I seem to have lost sight of the point of all of this, which is Libya. Libya, where rebels are fighting and dying. Libya, which has just become the West's next war in the Middle East. Libya, that great exemplar of the ambiguities of a region so long dealt with in absolute terms.

I suppose it will be worth it—the missiles, the money, and most importantly, the bloodshed—if this lets the Libyan people evict the Mad Dog. If we can help stop the inevitable atrocities that would follow if Gaddafi gets his hands on Bengahzi. That would be worth it.
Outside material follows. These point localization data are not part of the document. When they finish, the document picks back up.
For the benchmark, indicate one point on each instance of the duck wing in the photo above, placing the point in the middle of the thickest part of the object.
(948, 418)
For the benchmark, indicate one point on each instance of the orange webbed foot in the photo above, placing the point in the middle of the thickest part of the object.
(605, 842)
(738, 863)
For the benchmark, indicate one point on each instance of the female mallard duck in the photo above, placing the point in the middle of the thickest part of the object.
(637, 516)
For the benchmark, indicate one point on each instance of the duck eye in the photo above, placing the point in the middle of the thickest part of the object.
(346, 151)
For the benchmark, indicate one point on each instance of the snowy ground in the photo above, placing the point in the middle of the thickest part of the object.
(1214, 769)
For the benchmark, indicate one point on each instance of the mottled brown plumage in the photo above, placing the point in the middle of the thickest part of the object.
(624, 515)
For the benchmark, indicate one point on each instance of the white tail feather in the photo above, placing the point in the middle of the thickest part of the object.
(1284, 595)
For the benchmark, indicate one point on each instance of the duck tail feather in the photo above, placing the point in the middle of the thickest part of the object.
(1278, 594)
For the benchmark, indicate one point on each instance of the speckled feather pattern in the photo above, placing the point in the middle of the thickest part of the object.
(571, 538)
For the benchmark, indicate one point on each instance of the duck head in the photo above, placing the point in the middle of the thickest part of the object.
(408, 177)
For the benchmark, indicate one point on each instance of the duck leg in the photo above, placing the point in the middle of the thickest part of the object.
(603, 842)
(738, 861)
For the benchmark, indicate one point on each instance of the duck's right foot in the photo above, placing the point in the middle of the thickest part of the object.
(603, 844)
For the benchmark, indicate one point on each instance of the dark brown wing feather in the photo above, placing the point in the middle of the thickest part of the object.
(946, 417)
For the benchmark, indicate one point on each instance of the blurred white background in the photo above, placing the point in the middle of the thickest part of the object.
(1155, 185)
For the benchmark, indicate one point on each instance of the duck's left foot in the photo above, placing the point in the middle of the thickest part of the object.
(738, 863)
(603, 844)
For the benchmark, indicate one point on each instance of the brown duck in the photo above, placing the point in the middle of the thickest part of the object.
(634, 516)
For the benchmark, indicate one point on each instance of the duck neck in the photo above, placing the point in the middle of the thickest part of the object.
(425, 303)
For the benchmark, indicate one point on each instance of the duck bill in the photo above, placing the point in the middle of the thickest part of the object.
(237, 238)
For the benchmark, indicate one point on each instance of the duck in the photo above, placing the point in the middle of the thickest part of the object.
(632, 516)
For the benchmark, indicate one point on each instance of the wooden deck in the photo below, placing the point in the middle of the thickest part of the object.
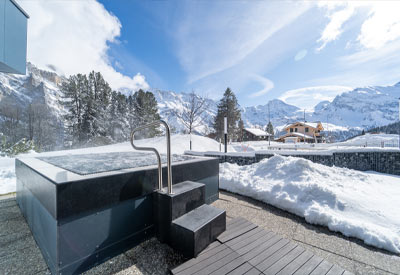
(245, 248)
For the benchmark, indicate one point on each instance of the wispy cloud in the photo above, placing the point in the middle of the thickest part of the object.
(300, 55)
(381, 25)
(213, 36)
(337, 18)
(308, 97)
(268, 85)
(73, 37)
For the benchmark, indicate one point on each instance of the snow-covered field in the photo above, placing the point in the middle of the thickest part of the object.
(371, 141)
(359, 204)
(364, 205)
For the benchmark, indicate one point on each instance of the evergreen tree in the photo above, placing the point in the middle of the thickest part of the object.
(228, 107)
(270, 129)
(73, 102)
(145, 111)
(241, 127)
(101, 95)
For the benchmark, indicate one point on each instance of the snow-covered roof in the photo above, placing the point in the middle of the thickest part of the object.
(309, 124)
(257, 132)
(297, 135)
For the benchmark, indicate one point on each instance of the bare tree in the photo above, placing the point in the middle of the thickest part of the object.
(190, 116)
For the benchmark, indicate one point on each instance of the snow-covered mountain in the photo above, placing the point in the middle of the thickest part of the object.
(361, 108)
(170, 102)
(37, 87)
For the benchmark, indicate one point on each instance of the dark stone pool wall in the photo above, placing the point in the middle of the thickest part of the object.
(79, 221)
(383, 162)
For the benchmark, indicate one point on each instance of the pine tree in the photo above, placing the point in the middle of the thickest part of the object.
(145, 111)
(73, 102)
(101, 95)
(228, 107)
(241, 127)
(270, 129)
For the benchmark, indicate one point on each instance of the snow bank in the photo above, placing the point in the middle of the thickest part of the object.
(179, 143)
(358, 204)
(372, 140)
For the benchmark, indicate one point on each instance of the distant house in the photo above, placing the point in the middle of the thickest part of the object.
(254, 134)
(302, 132)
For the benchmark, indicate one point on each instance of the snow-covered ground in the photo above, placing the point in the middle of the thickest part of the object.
(179, 144)
(359, 204)
(373, 140)
(364, 142)
(364, 205)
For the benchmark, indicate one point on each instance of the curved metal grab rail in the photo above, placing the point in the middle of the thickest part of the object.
(168, 134)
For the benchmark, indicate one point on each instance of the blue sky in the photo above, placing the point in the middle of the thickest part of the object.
(300, 52)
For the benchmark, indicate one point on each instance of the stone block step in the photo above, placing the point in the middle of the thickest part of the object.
(187, 196)
(194, 231)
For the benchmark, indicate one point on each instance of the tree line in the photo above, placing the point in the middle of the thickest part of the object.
(94, 114)
(97, 115)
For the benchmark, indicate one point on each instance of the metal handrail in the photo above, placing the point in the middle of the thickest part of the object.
(168, 134)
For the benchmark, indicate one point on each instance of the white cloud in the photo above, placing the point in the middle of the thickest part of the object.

But given our track record in the Middle East, can anyone blame us if we have our doubts?

Friday, February 4, 2011

A Crazy Thought

If you've been able to tear yourself away from the coverage of the uprising in Egypt (it's been hard for me), then you might have heard about the newly-minted Republican House of Representatives trying to define rape down. From Mother Jones (via Pandagon):

Rape is only really rape if it involves force. So says the new House Republican majority as it now moves to change abortion law.

For years, federal laws restricting the use of government funds to pay for abortions have included exemptions for pregnancies resulting from rape or incest. (Another exemption covers pregnancies that could endanger the life of the woman.) But the "No Taxpayer Funding for Abortion Act," a bill with 173 mostly Republican co-sponsors that House Speaker John Boehner (R-Ohio) has dubbed a top priority in the new Congress, contains a provision that would rewrite the rules to limit drastically the definition of rape and incest in these cases.

With this legislation, which was introduced last week by Rep. Chris Smith (R-N.J.), Republicans propose that the rape exemption be limited to "forcible rape." This would rule out federal assistance for abortions in many rape cases, including instances of statutory rape, many of which are non-forcible. For example: If a 13-year-old girl is impregnated by a 24-year-old adult, she would no longer qualify to have Medicaid pay for an abortion. (Smith's spokesman did not respond to a call and an email requesting comment.)

Given that the bill also would forbid the use of tax benefits to pay for abortions, that 13-year-old's parents wouldn't be allowed to use money from a tax-exempt health savings account (HSA) to pay for the procedure. They also wouldn't be able to deduct the cost of the abortion or the cost of any insurance that paid for it as a medical expense.

That sickening provision was removed, leaving yet another horrible bill that would make it harder for poor women to get access to abortions. Here's Digby on the subject:

[T]he Republicans are saying over and over again that they are just codifying existing practice. Nothing to see here folks. Let's just dot the is and cross the ts. Except, of course, that's a lie. These bills go much further that anything we've seen and have the result of pretty much taking abortion out of the health insurance system altogether. And why in the world should anyone who says they believe in women's rights allow that to happen? This is, until further notice, a constitutional right we're talking about.

How does it go further than the already-odious Hyde Amendment? My understanding is that instead of simply denying direct federal dollars to women seeking abortions, it denies the use of any federal dollars. So, no matter how far down the chain it is from the federal government, that money can't be used. i.e., did your health care provider get a tax break or credit? Then no abortion. (RH Reality Check has more.)


Here's my crazy thought: Democrats fight--not only to defeat this travesty of a bill--but also to make it easier for all people to access to the healthcare they need.

In other words, fuck H.R. 3; let's repeal the Hyde Act.